Katliamın öncesinde KMT sol kesimin muhalefetine rağmen Seferi başlatmıştı ve sefer boyunca sol kesimden eleştiriler gelmeye devam ediyordu. Mart 1927’deki Kuomintang’ın ikinci parti kongresinde yine Sefer aleyhine kararlar alınmış ve Chiang Kai-Shek’in gücü kısıtlanmıştı. Kongrenin ardından partinin ikiye ayrıldığı net bir şekilde görülebiliyordu. Bu dönemde Sovyetler Birliği, ÇKP’ye para ve casus yollamıştı, çünkü Sovyet yardımı olmadan ÇKP’nin kazanmasına olanak yoktu. Dönemin kayıtlarına bakılınca tüm Çin’deki komünist partilerin üyelerinin toplamı anca 10.000’i bulabiliyordu ve bunlar da başarıya ulaşamamıştı.

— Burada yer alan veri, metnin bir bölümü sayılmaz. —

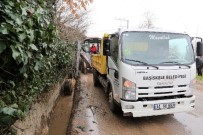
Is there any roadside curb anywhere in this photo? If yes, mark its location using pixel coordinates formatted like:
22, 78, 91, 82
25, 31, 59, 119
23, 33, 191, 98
66, 74, 99, 135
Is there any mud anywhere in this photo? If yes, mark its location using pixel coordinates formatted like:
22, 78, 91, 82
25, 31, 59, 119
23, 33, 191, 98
48, 74, 203, 135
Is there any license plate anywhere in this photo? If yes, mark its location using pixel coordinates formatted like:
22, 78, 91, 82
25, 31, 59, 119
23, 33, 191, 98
154, 102, 175, 110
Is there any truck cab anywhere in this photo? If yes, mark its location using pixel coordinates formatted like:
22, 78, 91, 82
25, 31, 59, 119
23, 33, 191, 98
93, 30, 203, 117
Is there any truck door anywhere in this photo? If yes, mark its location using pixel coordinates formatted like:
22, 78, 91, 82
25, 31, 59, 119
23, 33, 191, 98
108, 35, 119, 101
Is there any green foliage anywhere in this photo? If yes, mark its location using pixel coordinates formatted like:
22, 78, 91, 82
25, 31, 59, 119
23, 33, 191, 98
0, 0, 74, 134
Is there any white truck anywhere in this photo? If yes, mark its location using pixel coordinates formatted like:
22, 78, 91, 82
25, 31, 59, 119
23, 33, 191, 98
92, 29, 203, 117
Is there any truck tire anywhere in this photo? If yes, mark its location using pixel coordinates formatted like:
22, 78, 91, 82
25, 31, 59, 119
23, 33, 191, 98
93, 69, 100, 86
108, 86, 119, 113
82, 62, 87, 74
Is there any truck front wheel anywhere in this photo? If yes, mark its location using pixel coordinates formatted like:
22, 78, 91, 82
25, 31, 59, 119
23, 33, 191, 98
109, 87, 119, 113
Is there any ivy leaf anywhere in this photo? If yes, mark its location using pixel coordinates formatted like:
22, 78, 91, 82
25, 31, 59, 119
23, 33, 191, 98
0, 41, 6, 54
34, 61, 41, 71
18, 33, 26, 42
11, 46, 20, 60
0, 107, 16, 116
30, 44, 38, 51
15, 17, 23, 25
21, 7, 27, 15
0, 27, 8, 35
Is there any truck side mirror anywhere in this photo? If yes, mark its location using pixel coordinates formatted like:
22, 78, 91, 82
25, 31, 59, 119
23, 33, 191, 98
103, 38, 111, 56
196, 42, 203, 56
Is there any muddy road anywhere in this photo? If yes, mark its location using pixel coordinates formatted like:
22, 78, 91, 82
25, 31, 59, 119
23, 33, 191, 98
77, 74, 203, 135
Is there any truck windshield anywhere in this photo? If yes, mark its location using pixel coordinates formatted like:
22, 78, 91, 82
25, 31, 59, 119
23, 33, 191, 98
121, 32, 195, 65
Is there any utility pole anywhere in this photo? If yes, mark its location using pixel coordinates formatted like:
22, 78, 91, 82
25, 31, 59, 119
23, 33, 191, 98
116, 18, 129, 29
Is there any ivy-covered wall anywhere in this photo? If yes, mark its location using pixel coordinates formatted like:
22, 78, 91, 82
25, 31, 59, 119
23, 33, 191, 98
0, 0, 74, 134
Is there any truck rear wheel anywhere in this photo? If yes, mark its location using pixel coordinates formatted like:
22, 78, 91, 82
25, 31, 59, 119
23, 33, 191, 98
93, 69, 99, 86
109, 86, 119, 113
81, 61, 87, 74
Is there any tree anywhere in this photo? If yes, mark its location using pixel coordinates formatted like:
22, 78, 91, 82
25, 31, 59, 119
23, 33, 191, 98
56, 0, 91, 42
139, 11, 156, 29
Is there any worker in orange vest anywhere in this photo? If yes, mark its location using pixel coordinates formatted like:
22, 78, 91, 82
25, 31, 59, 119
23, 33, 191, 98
90, 44, 97, 53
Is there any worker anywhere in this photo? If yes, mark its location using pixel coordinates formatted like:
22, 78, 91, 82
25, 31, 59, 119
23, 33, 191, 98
90, 44, 97, 54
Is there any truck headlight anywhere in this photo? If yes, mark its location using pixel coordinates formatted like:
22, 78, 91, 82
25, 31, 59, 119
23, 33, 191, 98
185, 78, 196, 96
122, 78, 136, 100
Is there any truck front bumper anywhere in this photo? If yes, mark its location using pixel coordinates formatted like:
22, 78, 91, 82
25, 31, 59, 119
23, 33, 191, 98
121, 95, 195, 117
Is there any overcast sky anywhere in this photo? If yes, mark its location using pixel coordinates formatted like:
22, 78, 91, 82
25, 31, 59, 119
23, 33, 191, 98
87, 0, 203, 37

Kuzey Seferi sırasındaki durum

1927’nin başında KMT-KÇP düşmanlığı devrimci saflarda bölünmeye yol açmıştı. ÇKP ve KMT’nin sol kanadı, hükümeti Guangzhou’dan Ocak 1927’de Wuhan’a taşımaya karar verip 1 Mart’ta Chiang Kai-shek’in komutasının üstünde Askeri Komisyon kurup gizlice Chiang’i tutuklamayı planlayınca iki kesimin liderleri arasında bağlar tamamıyla kopmuştur. Chaing, tutuklama planını öğrendiği an büyük ihtimalle ÇKP’yi KMT’den ayırmaya karar vermiştir.

Wang Jingwei

ÇKP ile KMT’yi resmi olarak birbirine düşman haline getiren olaylar Şangay’da başlamıştır. NRA’nın ilerleyişini duyan Şangay’daki komünistler savaş ağalarına karşı isyan planlamış ve 21–22 Mart’ta KMT ve ÇKP sendika yöneticileri tarafından silahlı isyan başlatılıp Zhili kliğinin kontrolündeki Şangay ele geçirilmiştir. Sendikacılar, 1863 yılında kurulan uluslararası yerleşimler hariç Şangay’ın tamamını ele geçirmiş ve buralarda yabancıların dükkanlarına ve mallarına saldırıp yağmalamıştır. Bunun üzerine KMT’nin sağ kanadı ve Batılı güçler komünistlerin yükselişinden endişelenmeye başlamışlardır. Komünistler, uluslararası yerleşimlerin Çin’e teslim edilmesi için günlük öğrenci protestoları ve işçi grevleri düzenlemeye devam etmişlerdir. NRA’nın Şangay’ı kontrol altına almasıyla 2 Nisan’da KMT’nin Merkezi Kontrol Komisyonu, KÇP’nin devrim karşıtı ve Çin’in ulusal çıkarlarını zedelediği gerekçesiyle tasfiye edilmesi gerektiğini gizlice onayladı.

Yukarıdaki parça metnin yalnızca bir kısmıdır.